Selon la Constitution, le Parlement a le pouvoir de révoquer les ministres ou de déclarer, à l’issue d’un vote à la majorité des deux tiers, l' »incapacité » du président de la République, ce qui ouvre la voie à sa possible révocation par le guide suprême.
Le gouvernement fait face à un mécontentement grandissant du fait des turbulences économiques que traverse le pays.
Sous pression depuis des mois, la devise iranienne a accéléré sa chute sur le marché parallèle depuis que le président américain Donald Trump a retiré en mai son pays de l’accord international sur le nucléaire iranien de 2015 et annoncé un renforcement des sanctions économiques des États-Unis vis-à-vis de l’Iran.
– Chute du rial –
En neuf mois, le rial a perdu près de 50% de sa valeur face au dollar, et l’inflation s’accélère, alors que le gouvernement était parvenu à la ramener sous la barre de 10% – selon les chiffres officiels – après l’entrée en vigueur de l’accord sur le nucléaire (contre près de 35% en 2013, année de l’accession de M. Rohani à la présidence).

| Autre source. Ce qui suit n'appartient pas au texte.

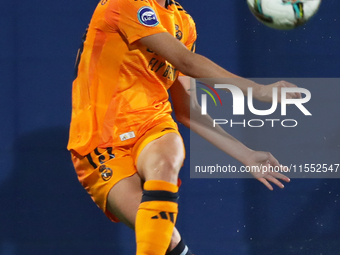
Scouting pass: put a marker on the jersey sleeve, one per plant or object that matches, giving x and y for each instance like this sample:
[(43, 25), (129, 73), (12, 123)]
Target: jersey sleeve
[(135, 19), (192, 37)]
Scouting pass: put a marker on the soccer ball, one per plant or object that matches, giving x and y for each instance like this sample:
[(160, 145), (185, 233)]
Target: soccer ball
[(283, 14)]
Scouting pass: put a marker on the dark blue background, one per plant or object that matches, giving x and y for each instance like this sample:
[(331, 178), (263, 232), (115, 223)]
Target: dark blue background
[(44, 210)]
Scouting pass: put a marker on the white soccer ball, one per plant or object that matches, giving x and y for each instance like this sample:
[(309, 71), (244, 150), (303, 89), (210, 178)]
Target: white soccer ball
[(283, 14)]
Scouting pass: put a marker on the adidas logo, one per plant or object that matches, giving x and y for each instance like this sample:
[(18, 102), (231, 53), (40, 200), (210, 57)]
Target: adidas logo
[(164, 216)]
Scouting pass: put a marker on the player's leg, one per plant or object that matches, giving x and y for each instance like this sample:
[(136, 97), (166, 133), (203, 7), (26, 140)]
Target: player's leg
[(123, 201), (158, 164)]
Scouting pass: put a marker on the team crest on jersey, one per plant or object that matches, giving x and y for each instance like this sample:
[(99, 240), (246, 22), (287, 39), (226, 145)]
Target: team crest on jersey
[(147, 16), (105, 172)]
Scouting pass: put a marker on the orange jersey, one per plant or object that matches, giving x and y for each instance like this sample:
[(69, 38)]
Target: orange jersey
[(121, 86)]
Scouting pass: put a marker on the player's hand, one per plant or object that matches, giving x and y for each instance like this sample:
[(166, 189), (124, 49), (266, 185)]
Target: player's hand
[(265, 92), (265, 163)]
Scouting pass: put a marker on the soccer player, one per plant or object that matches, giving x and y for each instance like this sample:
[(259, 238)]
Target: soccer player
[(125, 146)]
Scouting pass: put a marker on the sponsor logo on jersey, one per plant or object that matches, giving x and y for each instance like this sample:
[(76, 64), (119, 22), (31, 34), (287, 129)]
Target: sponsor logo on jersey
[(179, 34), (105, 172), (147, 16), (127, 136)]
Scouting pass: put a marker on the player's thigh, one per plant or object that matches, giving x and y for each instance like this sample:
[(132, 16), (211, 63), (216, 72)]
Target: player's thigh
[(124, 198), (162, 158)]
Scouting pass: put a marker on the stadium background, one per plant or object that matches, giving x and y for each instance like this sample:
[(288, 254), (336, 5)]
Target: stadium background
[(43, 208)]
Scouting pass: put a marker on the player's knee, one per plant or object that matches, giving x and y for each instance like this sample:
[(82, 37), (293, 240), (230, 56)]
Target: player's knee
[(170, 165)]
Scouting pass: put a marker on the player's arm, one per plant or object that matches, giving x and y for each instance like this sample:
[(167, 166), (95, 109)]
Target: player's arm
[(198, 66), (203, 125)]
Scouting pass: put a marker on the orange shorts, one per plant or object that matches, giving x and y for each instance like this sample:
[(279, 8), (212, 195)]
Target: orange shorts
[(100, 170)]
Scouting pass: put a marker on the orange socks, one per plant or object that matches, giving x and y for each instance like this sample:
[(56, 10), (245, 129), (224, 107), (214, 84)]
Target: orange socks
[(156, 217)]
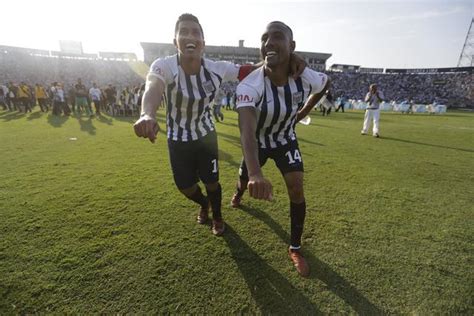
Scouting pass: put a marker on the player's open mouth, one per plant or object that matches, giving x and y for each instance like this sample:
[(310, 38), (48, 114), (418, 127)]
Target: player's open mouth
[(271, 54), (190, 46)]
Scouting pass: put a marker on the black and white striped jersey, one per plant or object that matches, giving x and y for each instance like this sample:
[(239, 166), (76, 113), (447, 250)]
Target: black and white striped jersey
[(188, 97), (277, 106)]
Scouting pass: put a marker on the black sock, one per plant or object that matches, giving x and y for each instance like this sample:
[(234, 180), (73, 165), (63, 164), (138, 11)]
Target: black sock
[(199, 198), (215, 197), (238, 190), (297, 214)]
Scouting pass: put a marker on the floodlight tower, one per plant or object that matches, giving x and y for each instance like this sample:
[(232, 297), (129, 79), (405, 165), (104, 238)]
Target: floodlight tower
[(466, 59)]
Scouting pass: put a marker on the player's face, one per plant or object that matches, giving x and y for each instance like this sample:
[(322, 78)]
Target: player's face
[(276, 45), (189, 39)]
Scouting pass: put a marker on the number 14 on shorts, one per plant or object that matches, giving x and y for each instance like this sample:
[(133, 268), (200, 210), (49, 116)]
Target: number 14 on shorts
[(292, 158)]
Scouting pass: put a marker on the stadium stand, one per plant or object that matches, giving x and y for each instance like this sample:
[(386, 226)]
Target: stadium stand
[(453, 87)]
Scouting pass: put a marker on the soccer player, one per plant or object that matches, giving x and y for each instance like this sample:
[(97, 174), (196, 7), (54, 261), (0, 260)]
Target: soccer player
[(190, 83), (269, 103)]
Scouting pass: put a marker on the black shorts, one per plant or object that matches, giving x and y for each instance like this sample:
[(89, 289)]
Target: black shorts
[(287, 159), (194, 160)]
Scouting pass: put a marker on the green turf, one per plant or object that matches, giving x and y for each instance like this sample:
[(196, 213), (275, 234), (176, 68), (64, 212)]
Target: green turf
[(95, 225)]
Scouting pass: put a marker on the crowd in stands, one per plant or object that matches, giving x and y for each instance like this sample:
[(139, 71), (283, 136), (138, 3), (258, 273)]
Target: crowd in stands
[(27, 80), (450, 89)]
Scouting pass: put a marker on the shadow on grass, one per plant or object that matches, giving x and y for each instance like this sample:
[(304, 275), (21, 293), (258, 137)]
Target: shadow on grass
[(57, 121), (272, 293), (35, 115), (320, 270), (229, 124), (104, 119), (425, 144), (234, 140), (86, 125), (8, 116)]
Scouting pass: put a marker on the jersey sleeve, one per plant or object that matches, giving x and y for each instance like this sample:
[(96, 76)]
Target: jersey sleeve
[(246, 95), (317, 79), (160, 69)]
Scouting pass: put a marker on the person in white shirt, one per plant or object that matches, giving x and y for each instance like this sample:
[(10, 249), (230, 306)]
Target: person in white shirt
[(95, 95), (373, 98)]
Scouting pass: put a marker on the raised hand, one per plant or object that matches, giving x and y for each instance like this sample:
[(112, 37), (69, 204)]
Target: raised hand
[(146, 127)]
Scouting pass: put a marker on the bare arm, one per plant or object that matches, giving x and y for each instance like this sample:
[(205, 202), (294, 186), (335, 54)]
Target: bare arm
[(146, 126), (311, 102), (259, 187)]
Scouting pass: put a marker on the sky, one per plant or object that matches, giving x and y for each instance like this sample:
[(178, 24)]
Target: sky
[(369, 33)]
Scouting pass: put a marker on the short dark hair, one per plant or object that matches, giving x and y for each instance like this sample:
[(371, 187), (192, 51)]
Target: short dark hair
[(187, 17), (285, 26)]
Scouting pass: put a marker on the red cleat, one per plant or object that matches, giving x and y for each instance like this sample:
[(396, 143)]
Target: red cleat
[(299, 262)]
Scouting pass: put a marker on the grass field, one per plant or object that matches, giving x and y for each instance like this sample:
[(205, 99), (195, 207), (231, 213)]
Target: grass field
[(95, 225)]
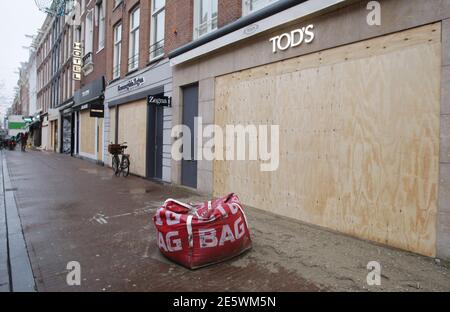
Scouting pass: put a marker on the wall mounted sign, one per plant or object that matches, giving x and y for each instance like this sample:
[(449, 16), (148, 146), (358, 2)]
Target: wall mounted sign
[(158, 100), (77, 61), (293, 39), (131, 84), (98, 112)]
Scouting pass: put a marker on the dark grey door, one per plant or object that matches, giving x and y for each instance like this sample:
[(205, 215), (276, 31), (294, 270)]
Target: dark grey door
[(190, 111), (155, 142)]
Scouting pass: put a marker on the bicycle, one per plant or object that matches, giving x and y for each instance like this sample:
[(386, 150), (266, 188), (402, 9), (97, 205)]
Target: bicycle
[(120, 166)]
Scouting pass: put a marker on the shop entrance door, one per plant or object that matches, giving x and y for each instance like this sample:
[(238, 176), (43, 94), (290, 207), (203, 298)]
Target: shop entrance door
[(155, 142), (190, 111)]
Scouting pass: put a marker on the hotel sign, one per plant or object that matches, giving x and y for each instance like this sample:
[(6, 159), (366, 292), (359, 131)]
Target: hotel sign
[(77, 61), (292, 39)]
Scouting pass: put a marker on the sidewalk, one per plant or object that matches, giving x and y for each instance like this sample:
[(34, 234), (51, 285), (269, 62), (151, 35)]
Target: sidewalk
[(72, 210), (15, 269)]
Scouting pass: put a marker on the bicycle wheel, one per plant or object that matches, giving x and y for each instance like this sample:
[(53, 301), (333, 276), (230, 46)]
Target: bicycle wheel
[(125, 166), (116, 165)]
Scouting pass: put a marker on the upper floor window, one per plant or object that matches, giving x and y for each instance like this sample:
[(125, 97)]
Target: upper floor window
[(133, 56), (251, 6), (117, 2), (205, 17), (157, 28)]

M. Rohani a été réélu au premier tour en mai 2017, sur la promesse d’une amélioration de l’économie et d’une certaine libéralisation de la société.
Il est attaqué violemment depuis des semaines par le camp ultraconservateur, qui dénonce sa politique d’ouverture avec l’Occident et l’accuse de mener l’économie nationale à sa perte.
Cité lundi par le site Raja News, proche de l’ex-président Mahmoud Ahmadinejad, le député Nassrollah Pejmanfar a ainsi estimé qu’il serait « dans l’intérêt du pays que le président soit destitué » si le gouvernement décidait de poursuivre la même politique économique. Un autre député ultraconservateur, Amir Khojasteh, a brandi ce jour-là la même menace, selon l’agence Fars.
En Iran, l’équipe économique gouvernementale regroupe certains vice-présidents et ministres chargés de portefeuilles économiques ainsi que les conseillers économiques du président et le président de la banque centrale.
Lundi et mardi, les commerçants du Grand Bazar de Téhéran, soutien traditionnel du système politique en Iran mais attaché aussi à la défense de ses propres intérêts, ont observé un rare mouvement de grève pour protester contre la dépréciation de la monnaie nationale et les entraves à l’activité économique dont ils rendent le pouvoir responsable.
Le même jour, de brèves échauffourées ont opposé quelques dizaines de contestataires et les forces de l’ordre dans le centre de la capitale.
Selon l’agence Fars et des témoins interrogés par l’AFP, les boutiques du Grand Bazar ont rouvert mercredi sous la surveillance d’un grand nombre de policiers anti-émeutes déployés dans la zone.